Yesterday, however, the safety of my driving was called into question.
The incident occurred as I was heading into Cheltenham along the Shurdington Road. As you drive through Shurdington itself, the speed limit drops to 30 mph, but shortly after The Bell the speed limit increases again to 40mph.
This bit of road used to have a 50 mph speed limit, but like many roads around Gloucestershire it has been reduced. When I did my BikeSafe training, the police motorcyclists running it complained about this trend.
Not so long ago, the speed limits on most roads throughout the county away from built up areas was the national speed limit – i.e. 60 mph on a single carriageway road. Now most of these have been reduced to 50 mph or even 40 mph, despite the ability of the vehicles (brakes, handling, tyres, etc) using it increasing dramatically in the same time frame.
There are well laid out guidelines for what speed limits should be and most roads now no longer comply with these guidelines. There was a brief, happy period where there was a will to bring speed limits back into line, but it was quickly dropped as too politically difficult, so we are now stuck with this ridiculous situation.
The problem, from the police point of view, is that speed limits now go up and down so much that it is confusing and dangerous. Consequently there is now a trend for motorists to do 40 mph everywhere. This is bad because in 30mph limits they are going too fast and everywhere else they are getting in the way, which is equally dangerous.
So, back to the incident in question.
I had just gone through Shurdington and past The Bell into the 40 mph speed limit. I was following a Vauxhall Astra (ironically with a Nürburgring sticker on the back) doing 30mph.
I waited for a while to see if he was just a bit slow in accelerating up to the new speed limit, but no – he stuck doggedly to 30 mph.
Something else that has happened to me following my advanced motorcycle training is that I tend to think like a motorcyclist even when I am driving the car. I don’t know if it is the same for the advanced driving test, but in motorcycling the advanced test is about driving safely and also about making progress. This means that you should seek to travel at the maximum speed for the road and weather conditions within the speed limit.

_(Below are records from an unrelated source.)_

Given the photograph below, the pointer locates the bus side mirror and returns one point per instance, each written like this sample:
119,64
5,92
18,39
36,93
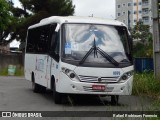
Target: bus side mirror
54,55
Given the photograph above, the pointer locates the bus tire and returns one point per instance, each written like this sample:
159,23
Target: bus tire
36,87
57,96
114,99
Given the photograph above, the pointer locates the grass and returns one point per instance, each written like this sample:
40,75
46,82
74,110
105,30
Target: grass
145,84
18,72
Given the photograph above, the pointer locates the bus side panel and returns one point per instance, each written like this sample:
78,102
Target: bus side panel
29,65
38,65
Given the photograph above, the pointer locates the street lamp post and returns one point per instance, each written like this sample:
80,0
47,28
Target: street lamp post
156,38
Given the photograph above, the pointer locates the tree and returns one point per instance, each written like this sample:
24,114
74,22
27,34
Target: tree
144,46
6,21
141,32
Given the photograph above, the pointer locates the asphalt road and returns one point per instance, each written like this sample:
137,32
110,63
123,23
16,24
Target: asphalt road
16,95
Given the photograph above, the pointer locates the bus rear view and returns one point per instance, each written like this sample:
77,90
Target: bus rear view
94,57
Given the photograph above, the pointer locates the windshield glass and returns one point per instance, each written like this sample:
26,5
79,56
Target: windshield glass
78,39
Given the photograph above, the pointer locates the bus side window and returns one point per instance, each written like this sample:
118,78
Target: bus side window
43,40
54,43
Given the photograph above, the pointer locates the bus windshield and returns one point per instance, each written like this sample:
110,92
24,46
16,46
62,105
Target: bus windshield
79,39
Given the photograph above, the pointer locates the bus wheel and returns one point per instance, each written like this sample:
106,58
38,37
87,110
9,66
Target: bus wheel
57,96
114,99
36,87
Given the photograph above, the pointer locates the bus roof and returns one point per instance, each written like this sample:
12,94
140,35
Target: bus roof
74,19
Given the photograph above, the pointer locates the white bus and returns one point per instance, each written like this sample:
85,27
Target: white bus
79,55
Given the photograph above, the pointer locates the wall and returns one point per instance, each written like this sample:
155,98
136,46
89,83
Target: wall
13,59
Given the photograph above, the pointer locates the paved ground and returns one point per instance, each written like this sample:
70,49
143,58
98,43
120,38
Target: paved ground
16,95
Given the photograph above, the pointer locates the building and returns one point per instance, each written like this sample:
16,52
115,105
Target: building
131,11
4,49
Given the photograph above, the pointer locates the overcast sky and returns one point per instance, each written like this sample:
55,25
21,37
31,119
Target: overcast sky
99,8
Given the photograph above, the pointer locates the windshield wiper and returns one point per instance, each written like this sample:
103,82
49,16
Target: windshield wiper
94,48
108,57
104,54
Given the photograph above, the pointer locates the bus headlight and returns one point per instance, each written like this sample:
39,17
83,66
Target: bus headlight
69,73
125,76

To this end, when following a slower vehicle you are always looking for the overtake.
In this case, the overtake was very much on. This stretch of Shurdington Road is long and straight. It was a pleasant sunny day, road conditions were good and I could see for a long way in front: there was no traffic in front of us and none coming the other way; there were no junctions to worry about and no cyclists or other vulnerable road users that could get caught up in an overtaking manoeuvre. So I overtook.
The overtake was no problem: I dropped down a gear, pulled out and accelerated past the slow moving vehicle. I may have briefly exceeded the speed limit in order to pass him in a safe manner, but once I was past I pulled back in and dropped back to 40mph.
So why did the Astra drive feel the need to sound his horn in a long note as I went past? Seeing and hearing this, an elderly man on the pavement, presumably assuming that I was a boy racer, then felt the need to make ‘slow down’ motions with his arm at me. If asked I am sure he would have sworn I was doing 100 mph.
But who is more dangerous: the person who crawls along getting in everyone’s way, causing people to perhaps make rash manoeuvres through frustration (although in this instance I can assure you there was nothing rash about my manoeuvre), or the person who perhaps travels a little beyond the newly over-restrictive speed limits?